KAVITA DEVI Faiella weaves her way through a busy Press Room in Quarry Bay, pulling out her favourite vintages and describing them like most people describe their idols.

"Alvaro Palacios is the rock star of Spanish wine. Not only has he made one of Spain's most iconic wines, L'Ermita, but he also makes great value wines from a number of indigenous varieties and regions," she says. "This wine is elegant and refined, and has some of the most powerful yet silky tannins I've tasted."

Faiella is one of the region's most savvy sommeliers. The intimacy with which she describes a bottle, the notes she pulls while describing a region: her passion for the job is obvious. "As a young female, new world sommelier, it's my responsibility to remove the stuffiness of understanding wine," she says of her role as wine director of the Press Room Group.

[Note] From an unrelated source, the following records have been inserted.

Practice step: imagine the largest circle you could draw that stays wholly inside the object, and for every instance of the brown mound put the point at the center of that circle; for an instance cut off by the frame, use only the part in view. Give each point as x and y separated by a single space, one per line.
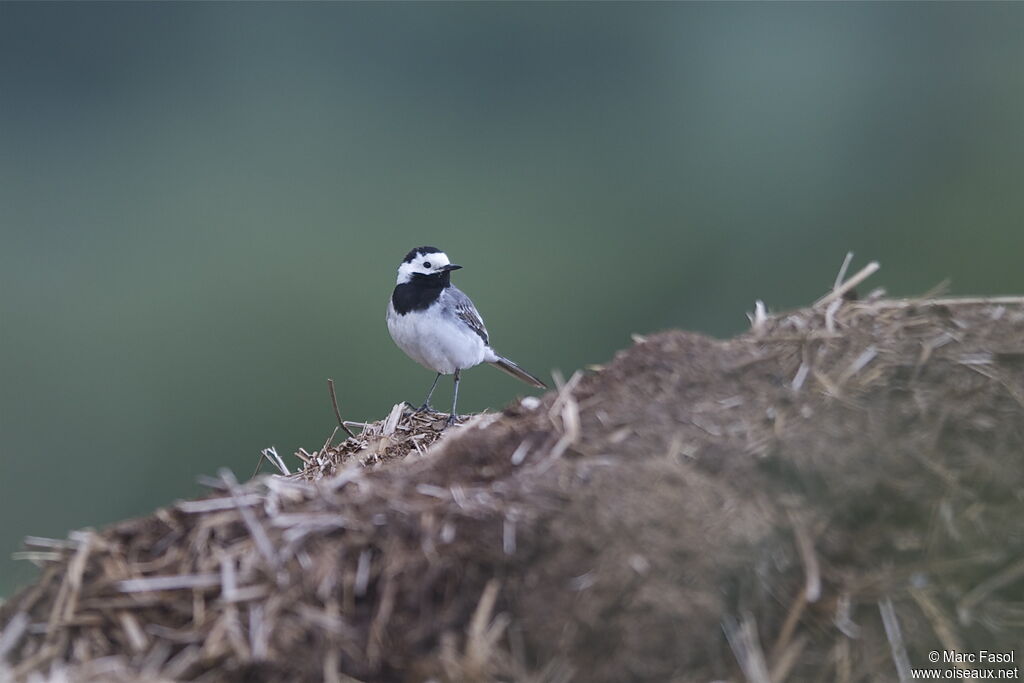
829 497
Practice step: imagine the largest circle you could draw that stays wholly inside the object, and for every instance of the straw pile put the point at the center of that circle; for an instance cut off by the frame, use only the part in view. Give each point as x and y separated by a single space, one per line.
828 497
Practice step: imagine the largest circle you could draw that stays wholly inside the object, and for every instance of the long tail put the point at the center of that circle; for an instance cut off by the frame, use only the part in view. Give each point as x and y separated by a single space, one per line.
515 371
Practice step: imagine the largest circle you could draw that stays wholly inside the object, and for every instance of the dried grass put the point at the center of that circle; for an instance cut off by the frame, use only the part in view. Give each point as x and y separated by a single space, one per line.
828 497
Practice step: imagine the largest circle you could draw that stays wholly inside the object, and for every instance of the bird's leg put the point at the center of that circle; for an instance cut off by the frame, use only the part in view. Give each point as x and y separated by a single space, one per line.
426 403
455 399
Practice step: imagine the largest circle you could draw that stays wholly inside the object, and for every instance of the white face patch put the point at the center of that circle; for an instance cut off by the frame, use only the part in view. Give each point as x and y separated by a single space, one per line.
426 264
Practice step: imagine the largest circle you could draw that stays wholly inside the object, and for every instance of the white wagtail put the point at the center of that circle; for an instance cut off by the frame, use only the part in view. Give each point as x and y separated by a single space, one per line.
437 326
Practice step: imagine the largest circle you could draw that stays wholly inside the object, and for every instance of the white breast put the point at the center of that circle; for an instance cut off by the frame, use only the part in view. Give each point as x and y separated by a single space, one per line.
437 341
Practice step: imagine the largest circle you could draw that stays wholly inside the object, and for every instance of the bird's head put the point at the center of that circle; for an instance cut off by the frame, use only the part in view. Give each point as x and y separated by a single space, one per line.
426 264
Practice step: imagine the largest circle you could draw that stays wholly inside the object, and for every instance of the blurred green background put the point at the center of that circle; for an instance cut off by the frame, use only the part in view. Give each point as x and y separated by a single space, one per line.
202 206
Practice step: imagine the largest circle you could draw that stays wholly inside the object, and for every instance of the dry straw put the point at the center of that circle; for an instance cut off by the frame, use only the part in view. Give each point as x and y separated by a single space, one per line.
828 497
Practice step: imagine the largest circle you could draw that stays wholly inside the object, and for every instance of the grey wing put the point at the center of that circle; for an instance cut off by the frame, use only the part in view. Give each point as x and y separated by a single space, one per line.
466 311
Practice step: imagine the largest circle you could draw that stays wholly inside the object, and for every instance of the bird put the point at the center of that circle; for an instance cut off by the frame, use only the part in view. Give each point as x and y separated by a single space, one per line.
436 325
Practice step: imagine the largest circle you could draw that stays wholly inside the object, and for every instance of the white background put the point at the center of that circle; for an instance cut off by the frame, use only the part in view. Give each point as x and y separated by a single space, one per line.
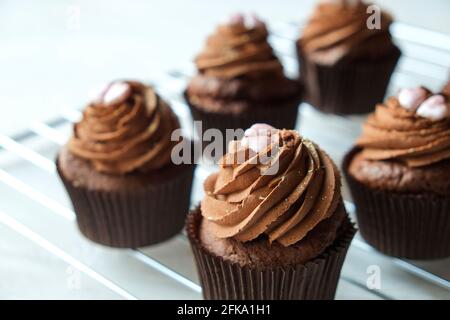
47 63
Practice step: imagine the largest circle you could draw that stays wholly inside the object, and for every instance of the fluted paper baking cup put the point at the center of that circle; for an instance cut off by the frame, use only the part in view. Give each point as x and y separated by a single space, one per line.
225 280
347 87
413 226
134 218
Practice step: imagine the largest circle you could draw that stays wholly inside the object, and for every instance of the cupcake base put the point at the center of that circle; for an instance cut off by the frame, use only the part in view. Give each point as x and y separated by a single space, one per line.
412 226
224 280
347 87
132 218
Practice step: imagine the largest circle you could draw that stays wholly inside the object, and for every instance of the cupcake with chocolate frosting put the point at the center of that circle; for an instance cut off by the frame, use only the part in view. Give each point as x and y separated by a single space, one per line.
399 175
272 224
118 172
346 57
240 81
446 89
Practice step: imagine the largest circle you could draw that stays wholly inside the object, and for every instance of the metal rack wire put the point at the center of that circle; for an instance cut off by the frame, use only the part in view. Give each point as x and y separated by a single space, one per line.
27 174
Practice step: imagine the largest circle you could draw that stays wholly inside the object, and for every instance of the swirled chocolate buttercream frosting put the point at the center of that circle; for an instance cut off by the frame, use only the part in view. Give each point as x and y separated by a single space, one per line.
412 127
273 183
238 48
339 29
128 128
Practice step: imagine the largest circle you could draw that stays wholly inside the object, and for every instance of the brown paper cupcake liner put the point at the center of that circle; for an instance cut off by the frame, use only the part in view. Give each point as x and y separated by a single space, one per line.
347 87
136 218
224 280
413 226
279 116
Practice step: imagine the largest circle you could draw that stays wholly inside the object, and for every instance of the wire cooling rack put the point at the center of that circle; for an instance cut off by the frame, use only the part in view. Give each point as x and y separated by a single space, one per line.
34 207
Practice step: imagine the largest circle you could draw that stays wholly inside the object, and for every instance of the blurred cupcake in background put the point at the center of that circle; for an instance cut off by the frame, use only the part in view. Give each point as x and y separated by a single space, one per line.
117 169
399 176
240 81
346 57
446 89
271 229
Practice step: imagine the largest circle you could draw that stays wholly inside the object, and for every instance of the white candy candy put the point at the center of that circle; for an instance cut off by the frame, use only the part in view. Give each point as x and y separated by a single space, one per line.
115 93
258 137
434 108
411 98
250 21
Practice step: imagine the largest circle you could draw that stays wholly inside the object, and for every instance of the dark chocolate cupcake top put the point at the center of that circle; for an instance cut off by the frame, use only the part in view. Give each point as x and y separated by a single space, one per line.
339 29
284 198
412 127
128 128
238 48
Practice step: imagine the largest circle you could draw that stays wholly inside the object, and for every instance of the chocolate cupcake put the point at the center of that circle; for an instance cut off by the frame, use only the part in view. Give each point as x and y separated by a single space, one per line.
345 59
446 89
272 224
399 176
240 81
118 172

Having worked with influential chefs such as Steve Manfredi and Neil Perry, been head sommelier of the Hilton property in the Maldives, regional Cellar Master for Aman Resorts working with Miami-based wine consultant Alejandro Ortiz, in the Oenological world, she's a sparkling infusion in the mix of heavy hitters.

Faiella recently passed the theory component of her final Master Sommelier exam in London, and will sit the practical and tasting component at the end of the year, which will make her both Asia and Australia's first female Master Sommelier. "My dad, for the longest time thought I was a professional waitress. I had to explain that there was a lot more to it than serving fine wine by the bottle.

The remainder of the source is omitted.